Of course, as anyone who’s had to deal with new rules knows, the adherence to them has a tendency to loosen up a bit over time. As such, the final time was a function of a first-half length of 2:53 and a post-ASG time of 2:59. Whether it was that latter figure, or just the desire to generate even greater appeal when it comes to those darn millennials.
To that end, the league and the players union is working on some measures to further pick up the pace and cut down game times. According to Joel Sherman of the New York Post, two specific tweaks are being discussed:
1. In an attempt to remove the slow walk to the mound or the stalling tactics once there, managers will be requested to make in-game pitching changes more quickly, with the possibility of having a time limit for making the decision to call for a reliever.
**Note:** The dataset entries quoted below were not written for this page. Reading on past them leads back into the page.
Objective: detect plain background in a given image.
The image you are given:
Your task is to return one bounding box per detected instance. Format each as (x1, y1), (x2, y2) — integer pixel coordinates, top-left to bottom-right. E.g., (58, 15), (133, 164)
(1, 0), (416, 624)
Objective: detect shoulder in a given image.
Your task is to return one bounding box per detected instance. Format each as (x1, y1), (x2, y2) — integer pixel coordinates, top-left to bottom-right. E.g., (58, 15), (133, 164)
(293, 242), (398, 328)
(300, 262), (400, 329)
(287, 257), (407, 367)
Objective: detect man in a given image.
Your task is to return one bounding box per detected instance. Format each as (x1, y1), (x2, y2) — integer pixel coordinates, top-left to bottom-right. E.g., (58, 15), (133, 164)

2. Twenty seconds would be sliced off the between-inning clock, first used last year, in non-nationally televised games. The commercial breaks in such games are 2:05. Last year, the clock was set at 2:25 at the end of a half-inning, with the idea the hitter would get in the box with 20 seconds remaining on the clock and the pitcher would deliver by zero.
So that’s something, I guess. Then again, the first point looks pretty amorphous and completely subjective, particularly when we’ve already got plenty of issues with ump shows already. The second item is at least quantifiable and could make an impact, but seems kind of negligible to me. More important the the changes themselves, however, is what they they represent.
By that I mean the seriousness with which baseball is handling the matter of pace of play. The fact that these rules were enacted, enforced (though perhaps to varying degrees), and then reiterated and perhaps tightened further indicates that this will continue to be a real point of emphasis moving forward. It’s almost as though they didn’t think just getting Tony La Russa out of the dugout was enough.
As I said at the beginning, I didn’t really notice the pace rules last season and I’m not likely to this season either. Unless, that is, I’m in the bathroom line at the ballpark between innings. But hey, that’s why they make the Stadium Pal, amirite?